The long term aim is to discover how to increase GRV NUE but retain yield-enhancing dwarfism.

Whilst the research in this project is largely fundamental in nature, and the immediate impacts of the project itself will largely be in the spheres of knowledge and people (see below), the longer-term aims are for the knowledge gained from the project to provide the foundation to major societal, economic and policy impacts centred around food security, sustainable agriculture and environmental protection.

Who might benefit from this research?

This fundamental research aims to increase the knowledge base underpinning long-term efforts to reduce the impacts of the interlinked problems of food security and environmental degradation that are world-wide in scope. Increased crop yields are needed to feed the growing human population. Yet increased crop yields have in the past been achieved by increasing fertiliser usage, and this increased usage increasingly damages the environment. We need to find ways of increasing crop yields without increasing fertiliser usage, and the research in this proposal aims to discover new pathways towards achieving this. With the long-term aim of improving the nutrient use efficiency of the world's major cereal crops, our research has the eventual potential to benefit the citizens of those many countries in the world where cereals (particularly rice or wheat) are major components of the diet. In addition, because the problems of food security and environmental degradation are global in nature, the potential beneficiaries from increased food production and availability, reduced social unrest consequent on food shortage, and a healthier environment with reduced threats to biodiversity are the entire peoples of the world. Before we can achieve these long-term aims we need to understand how plants coordinate growth with nutrient acquisition. Within the shorter-term scope of this project itself therefore, the major impact will be fundamental knowledge of how plants coordinate growth and nitrogen (N) metabolism and acquisition that will contribute to understanding of the research community as a whole (basic questions in bioscience/scientific advance), and to the wider body of scientific knowledge available to researchers, in particular to plant breeders. Some of the project involves initial steps of translation of that fundamental knowledge to rice breeders, with the eventual aim of developing Green Revolution Varieties (GRVs) with improved nitrogen use efficiency (NUE) (see also Pathways to Impact statement). The second major impact of this project is in terms of people: the research will contribute to long-term training of a postdoctoral scientist, thus enhancing the health of the science base for future scientific developments.

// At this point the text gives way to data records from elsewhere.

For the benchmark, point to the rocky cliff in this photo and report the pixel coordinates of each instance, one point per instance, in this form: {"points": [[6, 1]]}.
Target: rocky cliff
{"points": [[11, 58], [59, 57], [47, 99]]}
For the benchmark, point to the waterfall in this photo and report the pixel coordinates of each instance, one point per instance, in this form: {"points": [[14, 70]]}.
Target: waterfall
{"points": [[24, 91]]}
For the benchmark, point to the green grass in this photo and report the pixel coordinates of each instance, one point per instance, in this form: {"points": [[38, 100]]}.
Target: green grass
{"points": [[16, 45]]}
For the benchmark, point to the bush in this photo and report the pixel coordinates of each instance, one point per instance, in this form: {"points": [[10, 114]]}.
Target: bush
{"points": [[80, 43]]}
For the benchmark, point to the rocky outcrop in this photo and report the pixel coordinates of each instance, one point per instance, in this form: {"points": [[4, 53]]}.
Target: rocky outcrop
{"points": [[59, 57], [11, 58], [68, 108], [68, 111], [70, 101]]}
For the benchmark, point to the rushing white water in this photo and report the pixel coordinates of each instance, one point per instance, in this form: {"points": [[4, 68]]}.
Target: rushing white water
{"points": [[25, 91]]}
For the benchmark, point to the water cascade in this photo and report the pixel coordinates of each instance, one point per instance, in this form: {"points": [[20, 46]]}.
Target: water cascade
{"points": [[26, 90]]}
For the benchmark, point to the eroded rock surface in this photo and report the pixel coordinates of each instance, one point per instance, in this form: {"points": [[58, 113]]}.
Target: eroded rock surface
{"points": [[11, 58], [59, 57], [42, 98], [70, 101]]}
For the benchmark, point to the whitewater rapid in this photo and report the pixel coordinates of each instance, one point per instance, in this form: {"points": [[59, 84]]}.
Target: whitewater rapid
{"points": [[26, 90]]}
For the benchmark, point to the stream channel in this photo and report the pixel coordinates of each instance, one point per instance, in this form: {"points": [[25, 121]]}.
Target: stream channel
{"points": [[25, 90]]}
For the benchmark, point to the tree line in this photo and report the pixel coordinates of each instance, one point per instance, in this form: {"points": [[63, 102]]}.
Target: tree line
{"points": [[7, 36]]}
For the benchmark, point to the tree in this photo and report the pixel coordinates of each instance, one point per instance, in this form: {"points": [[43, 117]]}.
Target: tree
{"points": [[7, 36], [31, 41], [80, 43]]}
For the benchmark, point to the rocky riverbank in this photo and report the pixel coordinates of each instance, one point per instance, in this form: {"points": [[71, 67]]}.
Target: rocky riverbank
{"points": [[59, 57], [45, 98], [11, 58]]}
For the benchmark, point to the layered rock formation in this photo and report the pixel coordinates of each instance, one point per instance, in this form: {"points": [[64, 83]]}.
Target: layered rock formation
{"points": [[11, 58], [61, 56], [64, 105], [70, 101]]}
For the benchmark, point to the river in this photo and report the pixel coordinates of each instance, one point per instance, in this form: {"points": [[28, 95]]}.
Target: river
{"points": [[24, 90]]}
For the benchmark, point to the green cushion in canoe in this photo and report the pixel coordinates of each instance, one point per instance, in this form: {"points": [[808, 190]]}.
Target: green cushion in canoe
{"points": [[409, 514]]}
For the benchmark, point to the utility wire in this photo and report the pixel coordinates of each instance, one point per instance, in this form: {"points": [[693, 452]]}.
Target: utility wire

How might they benefit from this research?

The long-term aim of this research is to provide knowledge that will underpin the long-term development of cereal varieties that retain the yield benefits of current GRVs, but have increased NUE. Our new knowledge will in the longer term enable discovery of specific novel variant alleles that will be incorporated into rice and wheat breeding programmes. New commercial GRVs with increased NUE will be developed by breeders and released to market. Farmers will readily adopt these new varieties, as they will enable high yields at reduced input (fertiliser) cost. Reduced fertiliser use will reduce consequent environmental damage, thus benefitting the world as a whole. High yields will enhance global food supply, thus reducing the risk of food shortage, famine, and consequent global social unrest. Within the scope of this project itself, the major impacts will be that scientific understanding will be advanced, that the research community and plant breeders will benefit from access to our research, that the postdoc employed will be trained in cutting-edge scientific research methods. Our ways of maximising the realisation of these impacts is outlined in the Pathways to Impact statement.